No motion has been made to dismiss the writ of error. However, it is the duty of this court, upon its own motion, to raise the question of its jurisdiction in all cases in which there may be any doubt as to its existence; and the present case, in our opinion, is one calling for such inquiry. Dobbs v Federal Deposit Insurance Corp., 187 Ga. 569
(1 S.E.2d 672); McDowell v. McDowell, 194 Ga. 88 (20 S.E.2d 602). The only exception here is to the following judgment: “The above matter having come on regularly before the court to be heard on rule nisi issued by this court on January 29, 1948, and after full hearing had in the matter; It is considered, ordered, and decreed that the temporary restraining order granted by this court on January 29, 1948, be, and the same is hereby, vacated and dissolved. It is further considered, ordered, and decreed that plaintiff have twenty days from today to have certified and filed his bill of exceptions, and that this order act as supersedeas for the duration of such twenty days.”

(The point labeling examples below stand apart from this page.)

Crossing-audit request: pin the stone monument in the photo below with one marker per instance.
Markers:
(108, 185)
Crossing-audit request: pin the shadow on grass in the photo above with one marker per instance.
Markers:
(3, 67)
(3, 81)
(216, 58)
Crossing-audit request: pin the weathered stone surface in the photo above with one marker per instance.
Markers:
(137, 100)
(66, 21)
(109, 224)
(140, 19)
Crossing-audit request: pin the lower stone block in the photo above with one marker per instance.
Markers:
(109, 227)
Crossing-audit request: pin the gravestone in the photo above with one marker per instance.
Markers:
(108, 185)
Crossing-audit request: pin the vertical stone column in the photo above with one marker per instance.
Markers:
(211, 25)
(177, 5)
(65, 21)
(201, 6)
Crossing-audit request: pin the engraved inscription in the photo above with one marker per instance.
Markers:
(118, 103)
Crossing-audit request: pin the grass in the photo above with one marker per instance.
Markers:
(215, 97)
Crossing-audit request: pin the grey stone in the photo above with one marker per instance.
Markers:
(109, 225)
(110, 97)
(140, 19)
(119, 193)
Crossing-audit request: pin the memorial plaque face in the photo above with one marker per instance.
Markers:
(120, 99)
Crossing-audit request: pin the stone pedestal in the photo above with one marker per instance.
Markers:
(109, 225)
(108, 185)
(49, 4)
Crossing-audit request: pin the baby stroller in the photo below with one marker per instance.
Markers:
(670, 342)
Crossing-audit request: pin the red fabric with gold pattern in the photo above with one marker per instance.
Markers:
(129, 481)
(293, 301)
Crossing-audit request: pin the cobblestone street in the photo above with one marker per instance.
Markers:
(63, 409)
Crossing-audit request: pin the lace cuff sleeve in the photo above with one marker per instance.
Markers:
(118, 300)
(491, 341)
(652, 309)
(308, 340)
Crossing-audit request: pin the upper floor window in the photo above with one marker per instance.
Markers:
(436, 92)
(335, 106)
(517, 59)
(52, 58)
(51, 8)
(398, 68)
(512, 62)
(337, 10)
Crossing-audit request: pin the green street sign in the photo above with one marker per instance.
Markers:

It is well settled that there is no provision of law for reviewing by writ of error an interlocutory order or judgment merely vacating or dissolving a temporary restraining order Hollinshead v. Lincolnton, 84 Ga. 590 (10 S.E. 1094) Stubbs v. McConnell, 119 Ga. 21 (45 S.E. 710); Ragan v Ragan, 148 Ga. 151 (96 S.E. 96); Bradfield v Abercrombie, 151 Ga. 401 (107 S.E. 45); Touchton v Henderson, 158 Ga. 819 (124 S.E. 529); James v Wilkerson, 164 Ga. 149 (138 S.E. 71); Goss v. Brannon, 165 Ga. 502 (141 S.E. 295); Williams v. Roberts, 169 Ga. 226
(150 S.E. 89); Harris v. Stowers, 192 Ga. 215 (2) (15 S.E.2d 193); Astin v. Carden, 194 Ga. 758
(22 S.E.2d 481). And this rule is not otherwise where the order of dissolution is granted after hearing evidence. Williamson v Allen, 169 Ga. 537 (150 S.E. 907); Wofford Oil Co. v Nashville, 177 Ga. 460 (170 S.E. 369); Johnson v. Troup County Rural Electrification Corp., 184 Ga. 527
(192 S.E. 15).
An exception, of course, may be taken and a writ of error will lie to review a judgment granting or refusing a temporary injunction. Goss v. Brannon, supra. But in the present case the most that the plaintiff in error can contend is that the order vacating and dissolving the former temporary restraining order is by inference or implication a judgment refusing an interlocutory injunction. In Putnam Mills c. Co. v Stonecypher, 151 Ga. 14 (106 S.E. 87), this court held: “There can be no order or judgment by inference or implication that can be the subject of review by an appellate court.”
Since this court is manifestly without jurisdiction to review the judgment excepted to, the writ of error must be, and is, dismissed.
Writ of error dismissed. Jenkins, Chief Justice, Duckworth, Presiding Justice, Atkinson, Wyatt, and Head, Justices, and Judge Lilly concur.